# saying goodbye to Ford 1720



## GreenBarn2 (Apr 21, 2021)

tl;dr -- what Kubota tractor is the equal to or step up from a 28-year old Ford 1720?

I've owned a Ford 1720 for 28 years. It's been a great tractor, but getting long in the tooth. And when you can find parts for it, the prices are astronomical. And I'd like something I can put a front mount snowblower on (been pushing snow with a snowblade mounted to my loader arms. After this winter's unrelenting snows, kicked off by a surprise 40" December snowfall, I'm ready to up my snow removal game... and sit in a nice heated cab while doing so.

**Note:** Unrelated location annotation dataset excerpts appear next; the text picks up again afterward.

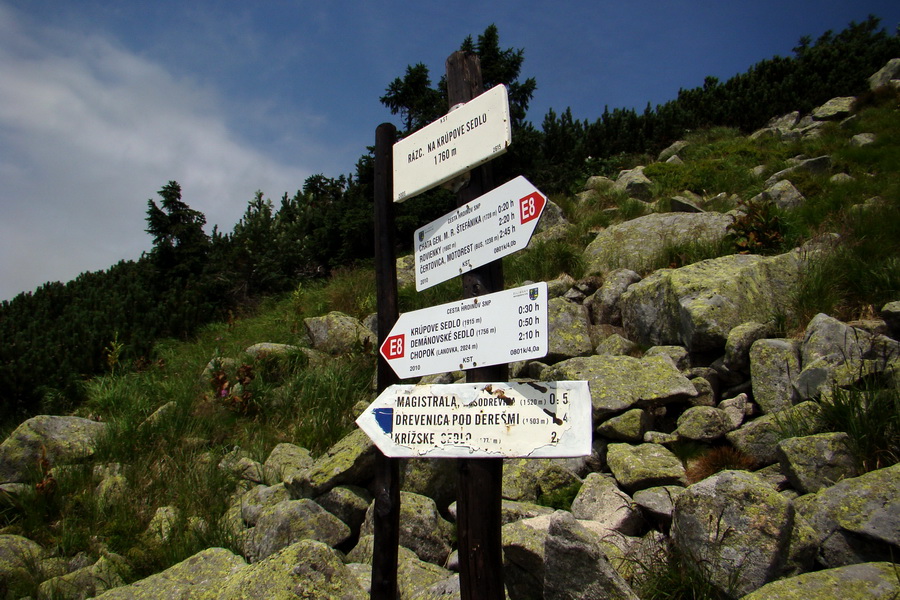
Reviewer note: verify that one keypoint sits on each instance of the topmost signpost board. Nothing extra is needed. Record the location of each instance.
(461, 140)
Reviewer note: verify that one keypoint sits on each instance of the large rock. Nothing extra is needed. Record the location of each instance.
(61, 440)
(885, 74)
(290, 521)
(287, 461)
(201, 576)
(814, 462)
(741, 532)
(634, 244)
(337, 333)
(867, 581)
(575, 565)
(604, 303)
(644, 466)
(87, 582)
(569, 330)
(698, 305)
(784, 195)
(307, 569)
(18, 555)
(635, 184)
(422, 529)
(856, 520)
(600, 500)
(525, 480)
(774, 363)
(759, 438)
(620, 383)
(351, 460)
(817, 166)
(834, 109)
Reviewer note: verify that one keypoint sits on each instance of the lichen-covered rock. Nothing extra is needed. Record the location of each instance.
(634, 183)
(251, 503)
(698, 305)
(857, 519)
(523, 556)
(834, 109)
(659, 502)
(415, 577)
(524, 479)
(287, 461)
(575, 565)
(890, 312)
(783, 194)
(17, 556)
(634, 244)
(866, 581)
(307, 569)
(569, 330)
(600, 500)
(644, 466)
(337, 333)
(671, 150)
(200, 577)
(348, 503)
(511, 511)
(759, 438)
(814, 462)
(630, 426)
(619, 383)
(350, 460)
(740, 340)
(432, 477)
(59, 440)
(703, 424)
(280, 525)
(422, 529)
(616, 345)
(741, 532)
(604, 303)
(774, 363)
(86, 582)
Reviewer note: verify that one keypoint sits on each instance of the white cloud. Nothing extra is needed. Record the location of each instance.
(88, 132)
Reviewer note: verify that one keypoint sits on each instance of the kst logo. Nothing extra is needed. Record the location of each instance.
(394, 347)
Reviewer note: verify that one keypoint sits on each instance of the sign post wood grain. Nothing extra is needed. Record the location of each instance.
(480, 480)
(387, 470)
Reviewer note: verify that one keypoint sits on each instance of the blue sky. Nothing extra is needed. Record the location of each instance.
(104, 101)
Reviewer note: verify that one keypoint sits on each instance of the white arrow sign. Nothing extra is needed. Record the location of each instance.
(478, 332)
(461, 140)
(488, 228)
(481, 420)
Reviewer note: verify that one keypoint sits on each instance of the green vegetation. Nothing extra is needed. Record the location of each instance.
(156, 347)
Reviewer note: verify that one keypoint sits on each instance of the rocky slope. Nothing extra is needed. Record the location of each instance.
(683, 357)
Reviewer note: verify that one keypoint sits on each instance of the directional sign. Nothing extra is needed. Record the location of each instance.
(488, 228)
(478, 332)
(459, 141)
(480, 420)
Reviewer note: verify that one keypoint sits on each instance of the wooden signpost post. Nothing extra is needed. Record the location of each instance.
(487, 418)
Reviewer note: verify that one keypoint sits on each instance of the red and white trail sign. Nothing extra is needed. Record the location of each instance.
(492, 329)
(542, 419)
(486, 229)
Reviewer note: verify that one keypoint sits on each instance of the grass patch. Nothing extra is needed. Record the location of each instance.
(665, 573)
(870, 416)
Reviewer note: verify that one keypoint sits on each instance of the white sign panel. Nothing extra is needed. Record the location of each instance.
(459, 141)
(488, 228)
(481, 420)
(477, 332)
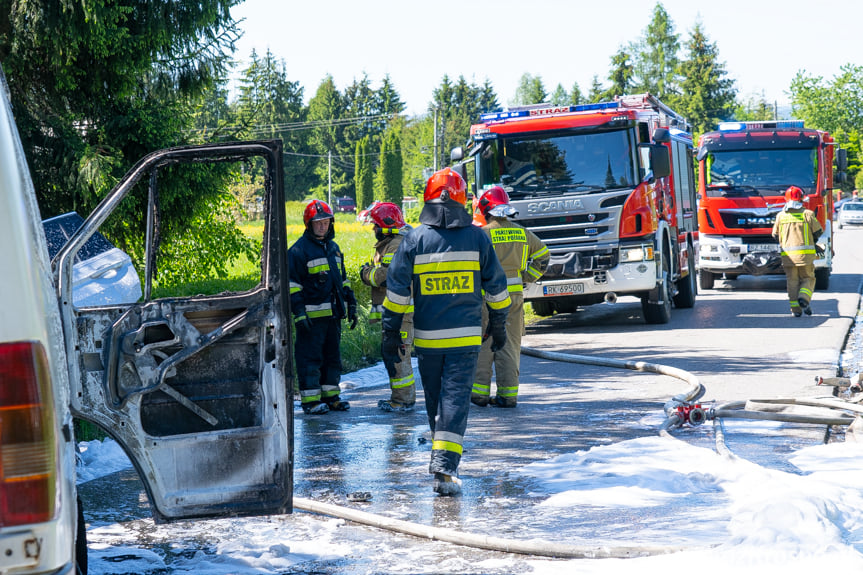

So I'm window shopping new tractors. What I'm finding is that one needs to buy a considerably larger machine to get something that's as solidly built as a 1720 or of similar loader and 3 point lift capacity, and similar weight (important I think for loader work and for authority plowing snow).

I'm a bit turned off by CNH parts support, that many Ford / NH compact tractors and implements are not made by New Holland, or so I'm told (the 1720 was made by Shibaura, who exited the tractor business about 20 years ago).

So I'm looking at Kubota, which is now the leading brand in upstate NY. I'm liking that their equipment and fact that their tractors and implements are made by Kubota themselves (Kubota bought Great Plains Manufacturing, parent of Land Pride about 5 years ago).

Question is what model Kubota is the equal to or step up from a 1720, in your opinion?


----------



## BigT (Sep 15, 2014)

You will never find a newer model tractor to match the quality of your 1720.


----------



## bmaverick (Feb 20, 2014)

BigT said:


> You will never find a newer model tractor to match the quality of your 1720.


And he'll never find parts for the Ford 1720 being readily available any time soon either. For these older Ford compact tractors, the new and used parts supply has dried up very sever since late 2019. My neighbor got a Ford 1500 on a deal. And we had to poke high and low for a few 'normal' parts. 

With the Yanmar compact tractor scene, the mom-n-pop machine shops in the US are keeping a few parts available. 

I too would echo, keep the 1720. None of that computer stuff to go very wrong.


----------